RACHEL MARTIN, HOST:
For generations, India has tried to embrace religious freedom despite a history of religious violence. A recent election in the country's largest state is putting that tension front and center again. Here's NPR's Julie McCarthy.
JULIE MCCARTHY, BYLINE: The new leader of the state of Uttar Pradesh has been called the mascot of militant Hindu sectarianism. And throughout his political career, Yogi Adityanath has worked to transform officially secular India into a Hindu rastra, or state. Shankarshan Thakur is a senior editor of The Telegraph, an Indian daily, and says few can match the 44-year-old Yogi's sectarian virulence.
SHANKARSHAN THAKUR: He has consistently campaigned against the main minority, which is Muslims in India. He has called for their prosecution in unambiguous terms. He thinks India belongs to Hindus. He has won several elections speaking that language.
MCCARTHY: While Adityanath is considered on the extreme end of Prime Minister Modi's BJP party, he's been elected to Parliament five times.
MILAN VAISHNAV: This sort of strong form of nationalism is not incidental to Adityanath's appeal, it is absolutely intrinsic to it.
MCCARTHY: That's Milan Vaishnav, who specializes in Indian politics at the Carnegie Endowment for International Peace. He notes that Adityanath has introduced a national bill to ban the slaughter of cows, cows being sacred in the Hindu religion. He champions a name change for India to Hindustan.
Vaishnav says Prime Minister Modi has handpicked the chief ministers in states where the BJP has won. Modi helped the party sweep Uttar Pradesh talking of the need for jobs and electricity. But by giving the nod to the saffron-robed Hindu priest, Vaishnav says Modi has signaled a twofold agenda and settled a lingering question.

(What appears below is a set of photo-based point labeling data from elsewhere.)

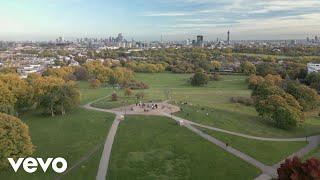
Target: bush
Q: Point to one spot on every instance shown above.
(254, 81)
(295, 169)
(81, 73)
(95, 83)
(307, 97)
(248, 68)
(243, 100)
(114, 97)
(15, 141)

VAISHNAV: Is his project about development or is it about Hindu nationalism? And what this pick re-affirms is that it's not either/or, it's both. Modi has two faces.
MCCARTHY: He says on the one hand, Modi wants to be seen as India's great economic modernizer. On the other, he's invested in a muscular form of Hindu nationalism. For his part, the Hindu cleric has promised that his state government would not discriminate and that he would follow Modi's mantra of development for all. Journalist Shankarshan Thakur says time will judge the Yogi's commitment to developing India's most populous state, but says the Hindu cleric's elevation to what he calls India's second most important office ignores a basic qualification.
THAKUR: If you're going to ask me what are his administrative credentials at the moment, I would say he has none.
MCCARTHY: But the chief minister's first directive would no doubt find broad public appeal in a country with widespread corruption. He ordered all top government officials to disclose their sources of income. Julie McCarthy, NPR News, New Delhi.